About ten years ago, several high-school aged kids where I lived contracted meningococcal infection. Some of them got treated early enough on for meningitis, but the unlucky ones ended up like this kid. The infection overwhelmed their bodies, resulting in a the typical meningitis-type rash growing and growing into purpura, a sign the infection had caused DIC. At that point, the sepsis had progressed so far that the likelihood of a good outcome was extremely poor, and as a result, two very healthy kids died very suddenly.
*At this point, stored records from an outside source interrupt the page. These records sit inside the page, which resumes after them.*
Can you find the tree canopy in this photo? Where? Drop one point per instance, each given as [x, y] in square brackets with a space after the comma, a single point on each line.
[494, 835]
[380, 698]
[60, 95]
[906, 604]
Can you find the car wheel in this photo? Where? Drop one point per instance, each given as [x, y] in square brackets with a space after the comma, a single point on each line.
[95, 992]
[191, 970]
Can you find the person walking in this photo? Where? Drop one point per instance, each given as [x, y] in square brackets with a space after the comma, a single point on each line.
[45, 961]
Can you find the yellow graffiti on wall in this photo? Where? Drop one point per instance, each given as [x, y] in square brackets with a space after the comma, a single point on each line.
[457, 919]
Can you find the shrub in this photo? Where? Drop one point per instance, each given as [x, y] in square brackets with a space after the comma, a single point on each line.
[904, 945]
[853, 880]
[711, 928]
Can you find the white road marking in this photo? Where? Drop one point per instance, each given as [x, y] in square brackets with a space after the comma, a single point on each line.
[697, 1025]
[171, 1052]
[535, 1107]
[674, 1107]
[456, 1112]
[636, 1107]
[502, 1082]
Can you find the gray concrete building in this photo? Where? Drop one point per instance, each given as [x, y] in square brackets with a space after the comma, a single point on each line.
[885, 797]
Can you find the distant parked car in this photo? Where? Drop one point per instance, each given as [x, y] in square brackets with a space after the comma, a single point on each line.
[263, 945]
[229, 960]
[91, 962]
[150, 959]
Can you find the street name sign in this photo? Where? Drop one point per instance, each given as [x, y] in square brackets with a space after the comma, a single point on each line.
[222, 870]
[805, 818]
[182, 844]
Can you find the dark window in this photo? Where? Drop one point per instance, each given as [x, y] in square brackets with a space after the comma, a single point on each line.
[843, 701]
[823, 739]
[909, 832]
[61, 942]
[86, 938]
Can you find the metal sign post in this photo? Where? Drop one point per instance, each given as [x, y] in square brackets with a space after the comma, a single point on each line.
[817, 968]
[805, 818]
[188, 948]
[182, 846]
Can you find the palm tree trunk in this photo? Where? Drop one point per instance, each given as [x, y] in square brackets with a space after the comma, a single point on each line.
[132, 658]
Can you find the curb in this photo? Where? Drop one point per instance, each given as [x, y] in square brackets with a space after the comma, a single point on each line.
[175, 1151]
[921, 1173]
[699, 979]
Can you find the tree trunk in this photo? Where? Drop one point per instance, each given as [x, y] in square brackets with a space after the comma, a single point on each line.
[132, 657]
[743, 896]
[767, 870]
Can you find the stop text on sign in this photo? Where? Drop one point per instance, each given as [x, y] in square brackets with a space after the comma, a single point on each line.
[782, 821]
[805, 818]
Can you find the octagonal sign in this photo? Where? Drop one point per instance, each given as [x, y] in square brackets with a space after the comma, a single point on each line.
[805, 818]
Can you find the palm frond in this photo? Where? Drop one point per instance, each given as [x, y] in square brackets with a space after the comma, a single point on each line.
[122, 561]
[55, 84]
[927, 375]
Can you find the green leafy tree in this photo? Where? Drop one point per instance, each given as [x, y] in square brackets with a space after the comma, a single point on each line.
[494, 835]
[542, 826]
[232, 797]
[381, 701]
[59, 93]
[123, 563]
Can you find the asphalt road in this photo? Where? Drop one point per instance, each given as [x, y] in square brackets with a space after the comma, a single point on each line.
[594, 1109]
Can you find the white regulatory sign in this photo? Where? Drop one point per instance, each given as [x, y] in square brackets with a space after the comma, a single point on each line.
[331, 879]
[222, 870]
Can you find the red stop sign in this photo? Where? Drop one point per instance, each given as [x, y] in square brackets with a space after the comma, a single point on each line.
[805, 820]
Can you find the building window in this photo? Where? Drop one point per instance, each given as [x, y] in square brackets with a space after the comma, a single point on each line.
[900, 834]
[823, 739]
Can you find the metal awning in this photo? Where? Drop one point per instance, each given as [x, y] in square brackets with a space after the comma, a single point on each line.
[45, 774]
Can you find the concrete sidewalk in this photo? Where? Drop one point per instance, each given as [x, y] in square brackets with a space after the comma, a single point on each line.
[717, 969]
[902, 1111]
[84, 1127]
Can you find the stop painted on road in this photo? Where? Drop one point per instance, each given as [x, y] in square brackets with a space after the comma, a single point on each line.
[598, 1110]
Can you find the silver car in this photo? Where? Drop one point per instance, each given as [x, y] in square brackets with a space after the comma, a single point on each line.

Meningococcal disease is downright frightening, and is one of the few examples of infections you shouldn’t wait to get antibiotics for. It’s one of relatively few infections that, even in industrialized nations, still kills people fast enough that a matter of hours can make the difference between alive and dead. It’s one infection where the best treatment is that ounce of prevention: vaccination for those who are at risk. It’s one infection that emphasizes how important vaccination can be in avoiding preventable deaths. It’s one infection that really lays bare how little the medical community can do if we don’t catch you in time. And it makes it very starkly clear how dangerous it can be to not pay attention to your body.